The Proposed Guidance does not eliminate the SIFI determination process, but evaluating a specific nonbank financial entity for SIFI designation is expected to occur under a limited set of circumstances: (1) the FSOC’s collaboration with the financial regulators described in Step 2 of the activities-based approach did not adequately address the potential risk that had been identified by FSOC, or the potential threat does not come within the legal authority or jurisdiction of a financial regulator and (2) the potential threat could be addressed by the FSOC making a SIFI determination for one of more nonbank financial companies.

If the evaluation of systemic risk gets to this point, the revised two-stage SIFI determination process will include a cost-benefit analysis by the FSOC prior to a determination and an assessment of the extent to which a particular SIFI designation may promote US financial stability. During Stage One of the determination process, the FSOC will provide notice to the nonbank financial company that it is under SIFI review, and intends for FSOC staff to meet with the nonbank financial company to discuss the key risks that had been identified thus far. While not required at that point, the nonbank financial company will be able to submit what it considers to be relevant information for the FSOC to consider in the determination process.

In Stage Two, the FSOC will undertake a more in-depth evaluation, issuing a “Notice of Consideration” to a nonbank financial company that it is under review for a potential SIFI designation, and requesting that the nonbank financial company provide information that the FSOC deems relevant to its evaluation. At this stage, the FSOC’s review will focus on “whether the nonbank financial company could pose a threat to U.S. financial stability because of the company’s material financial distress or the nature, scope, size, scale, concentration, interconnectedness, or mix of the activities of the company.”

The FSOC also will consult with the relevant financial regulators during the designation determination process and if it feels that the financial regulators have been able to adequately address the potential identified risks, the FSOC could discontinue its review before a determination is made.
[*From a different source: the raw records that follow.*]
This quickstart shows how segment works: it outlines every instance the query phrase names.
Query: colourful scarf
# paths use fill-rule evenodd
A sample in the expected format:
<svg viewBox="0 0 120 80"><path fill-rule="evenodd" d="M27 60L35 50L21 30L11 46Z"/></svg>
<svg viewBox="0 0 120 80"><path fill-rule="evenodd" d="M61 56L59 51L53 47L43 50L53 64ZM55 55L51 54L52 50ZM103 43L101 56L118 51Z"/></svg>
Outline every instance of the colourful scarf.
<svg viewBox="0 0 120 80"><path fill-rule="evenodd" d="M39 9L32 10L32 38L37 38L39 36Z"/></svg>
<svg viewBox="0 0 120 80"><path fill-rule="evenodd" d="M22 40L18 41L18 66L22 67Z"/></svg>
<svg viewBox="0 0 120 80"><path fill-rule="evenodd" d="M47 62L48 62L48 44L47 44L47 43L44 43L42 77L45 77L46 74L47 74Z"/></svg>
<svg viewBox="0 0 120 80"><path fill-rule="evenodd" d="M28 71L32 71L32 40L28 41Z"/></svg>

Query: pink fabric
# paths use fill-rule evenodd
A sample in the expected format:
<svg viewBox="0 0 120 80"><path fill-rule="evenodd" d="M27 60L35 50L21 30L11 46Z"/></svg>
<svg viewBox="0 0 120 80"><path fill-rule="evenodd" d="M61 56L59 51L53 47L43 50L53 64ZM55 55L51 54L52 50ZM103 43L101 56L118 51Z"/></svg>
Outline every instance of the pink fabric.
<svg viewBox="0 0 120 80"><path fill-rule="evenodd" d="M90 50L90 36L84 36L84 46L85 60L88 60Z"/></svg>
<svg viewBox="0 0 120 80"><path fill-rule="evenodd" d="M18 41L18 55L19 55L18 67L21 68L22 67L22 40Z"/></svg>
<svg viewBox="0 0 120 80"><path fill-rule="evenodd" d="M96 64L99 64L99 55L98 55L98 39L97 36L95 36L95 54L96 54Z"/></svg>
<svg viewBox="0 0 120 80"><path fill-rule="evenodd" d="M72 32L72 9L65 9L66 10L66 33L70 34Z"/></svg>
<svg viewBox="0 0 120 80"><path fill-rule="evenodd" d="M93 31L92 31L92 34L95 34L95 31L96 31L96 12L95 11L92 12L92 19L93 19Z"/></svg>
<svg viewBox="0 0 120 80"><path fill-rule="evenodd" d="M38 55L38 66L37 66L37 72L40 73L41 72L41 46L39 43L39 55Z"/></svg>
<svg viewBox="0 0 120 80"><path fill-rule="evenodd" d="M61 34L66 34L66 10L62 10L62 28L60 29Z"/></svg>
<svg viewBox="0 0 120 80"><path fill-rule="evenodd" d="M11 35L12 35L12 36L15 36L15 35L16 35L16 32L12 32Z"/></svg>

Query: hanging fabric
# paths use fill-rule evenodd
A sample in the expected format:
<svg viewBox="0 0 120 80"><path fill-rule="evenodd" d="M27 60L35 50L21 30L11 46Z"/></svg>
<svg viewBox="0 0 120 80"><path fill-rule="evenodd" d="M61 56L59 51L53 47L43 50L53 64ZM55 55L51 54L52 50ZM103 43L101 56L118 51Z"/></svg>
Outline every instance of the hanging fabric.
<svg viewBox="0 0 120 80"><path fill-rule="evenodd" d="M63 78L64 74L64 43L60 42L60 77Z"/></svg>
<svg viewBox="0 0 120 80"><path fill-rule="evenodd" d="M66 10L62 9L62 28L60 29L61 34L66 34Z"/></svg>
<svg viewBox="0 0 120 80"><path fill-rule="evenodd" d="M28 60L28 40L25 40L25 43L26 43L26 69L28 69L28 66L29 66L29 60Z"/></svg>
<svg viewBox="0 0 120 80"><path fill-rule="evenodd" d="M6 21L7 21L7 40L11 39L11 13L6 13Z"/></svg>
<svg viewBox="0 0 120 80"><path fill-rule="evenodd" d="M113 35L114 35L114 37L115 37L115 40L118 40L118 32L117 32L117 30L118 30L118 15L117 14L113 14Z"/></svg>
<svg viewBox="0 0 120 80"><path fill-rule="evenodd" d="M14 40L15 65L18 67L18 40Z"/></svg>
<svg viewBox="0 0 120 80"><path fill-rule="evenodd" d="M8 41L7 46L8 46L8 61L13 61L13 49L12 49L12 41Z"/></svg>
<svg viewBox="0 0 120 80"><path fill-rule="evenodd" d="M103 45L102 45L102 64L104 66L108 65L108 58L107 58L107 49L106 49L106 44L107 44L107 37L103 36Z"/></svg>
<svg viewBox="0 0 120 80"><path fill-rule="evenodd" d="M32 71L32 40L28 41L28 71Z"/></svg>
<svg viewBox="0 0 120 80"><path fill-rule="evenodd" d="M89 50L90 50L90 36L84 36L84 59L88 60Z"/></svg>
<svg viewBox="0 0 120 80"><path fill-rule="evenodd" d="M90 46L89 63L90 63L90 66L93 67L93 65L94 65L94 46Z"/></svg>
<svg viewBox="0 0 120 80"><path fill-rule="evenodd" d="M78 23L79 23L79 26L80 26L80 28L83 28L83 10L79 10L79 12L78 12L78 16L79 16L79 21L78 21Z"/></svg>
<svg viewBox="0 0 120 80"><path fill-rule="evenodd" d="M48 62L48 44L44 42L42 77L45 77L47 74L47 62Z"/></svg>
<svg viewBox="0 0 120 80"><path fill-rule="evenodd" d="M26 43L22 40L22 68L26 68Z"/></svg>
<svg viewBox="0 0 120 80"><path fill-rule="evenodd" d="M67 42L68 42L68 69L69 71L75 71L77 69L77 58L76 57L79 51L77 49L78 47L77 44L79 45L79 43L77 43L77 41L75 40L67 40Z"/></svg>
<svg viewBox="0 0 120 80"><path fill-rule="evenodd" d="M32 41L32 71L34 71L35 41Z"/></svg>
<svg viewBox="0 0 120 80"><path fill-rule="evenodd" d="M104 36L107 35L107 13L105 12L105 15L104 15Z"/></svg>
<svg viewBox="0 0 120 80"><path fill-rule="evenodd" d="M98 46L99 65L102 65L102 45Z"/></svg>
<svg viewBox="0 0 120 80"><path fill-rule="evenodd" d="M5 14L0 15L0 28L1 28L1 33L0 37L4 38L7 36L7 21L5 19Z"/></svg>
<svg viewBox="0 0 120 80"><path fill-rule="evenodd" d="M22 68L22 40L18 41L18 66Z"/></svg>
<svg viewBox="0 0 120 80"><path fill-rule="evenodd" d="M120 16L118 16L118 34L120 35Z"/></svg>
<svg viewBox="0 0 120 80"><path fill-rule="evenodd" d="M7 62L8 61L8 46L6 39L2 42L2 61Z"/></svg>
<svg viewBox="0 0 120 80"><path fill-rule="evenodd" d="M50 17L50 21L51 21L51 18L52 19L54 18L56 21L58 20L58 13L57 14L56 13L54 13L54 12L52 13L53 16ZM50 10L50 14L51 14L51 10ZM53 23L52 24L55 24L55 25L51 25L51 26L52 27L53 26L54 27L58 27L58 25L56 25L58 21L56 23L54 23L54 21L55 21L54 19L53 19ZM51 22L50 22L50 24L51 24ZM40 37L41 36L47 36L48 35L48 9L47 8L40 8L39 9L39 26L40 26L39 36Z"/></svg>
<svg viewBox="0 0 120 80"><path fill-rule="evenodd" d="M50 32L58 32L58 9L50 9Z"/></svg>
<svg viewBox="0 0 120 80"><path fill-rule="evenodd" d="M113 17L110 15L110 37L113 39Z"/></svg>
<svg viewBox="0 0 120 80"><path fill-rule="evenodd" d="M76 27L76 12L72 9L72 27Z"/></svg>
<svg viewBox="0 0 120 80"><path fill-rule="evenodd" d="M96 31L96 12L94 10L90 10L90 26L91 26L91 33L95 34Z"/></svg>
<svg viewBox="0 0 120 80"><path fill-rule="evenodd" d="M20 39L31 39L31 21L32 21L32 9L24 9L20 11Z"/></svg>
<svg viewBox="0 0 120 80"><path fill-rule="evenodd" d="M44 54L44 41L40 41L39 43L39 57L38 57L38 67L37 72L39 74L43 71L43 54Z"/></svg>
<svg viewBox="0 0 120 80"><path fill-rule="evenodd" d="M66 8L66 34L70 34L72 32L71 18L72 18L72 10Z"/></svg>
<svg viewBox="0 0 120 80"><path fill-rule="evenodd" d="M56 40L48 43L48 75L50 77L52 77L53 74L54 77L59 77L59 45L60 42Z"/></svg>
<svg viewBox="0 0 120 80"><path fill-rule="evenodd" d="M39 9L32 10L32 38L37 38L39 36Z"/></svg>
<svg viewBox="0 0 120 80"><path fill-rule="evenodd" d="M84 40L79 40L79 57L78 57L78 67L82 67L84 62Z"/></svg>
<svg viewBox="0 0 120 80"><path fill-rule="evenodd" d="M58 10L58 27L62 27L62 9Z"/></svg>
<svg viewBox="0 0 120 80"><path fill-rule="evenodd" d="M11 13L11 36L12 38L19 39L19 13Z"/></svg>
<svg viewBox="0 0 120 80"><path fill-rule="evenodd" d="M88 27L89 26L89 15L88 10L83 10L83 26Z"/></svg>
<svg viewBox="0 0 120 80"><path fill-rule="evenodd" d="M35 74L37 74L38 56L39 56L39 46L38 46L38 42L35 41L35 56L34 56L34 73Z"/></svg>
If the FSOC votes to issue a Proposed Determination of a SIFI designation to the nonpublic financial company, the FSOC will inform the company and the company’s financial regulator, and publish its explanation for the issuance of the Proposed Determination. The company may request a nonpublic hearing to contest the Proposed Determination.

If the FSOC votes to issue a Final Determination of a SIFI designation to the nonpublic financial company, it will inform the company and the company’s financial regulator of the decision and the basis for the designation, and issue a public decision. Under Dodd-Frank, the nonbank financial company may contest its designation as a SIFI in US District Court.

Due Date for Comments

Comments are due by May 13, 2019. Embedded in the commentary are 38 specific questions about the Proposed Guidance’s provisions, which commenters, if they wish, can use to assist them in framing their responses.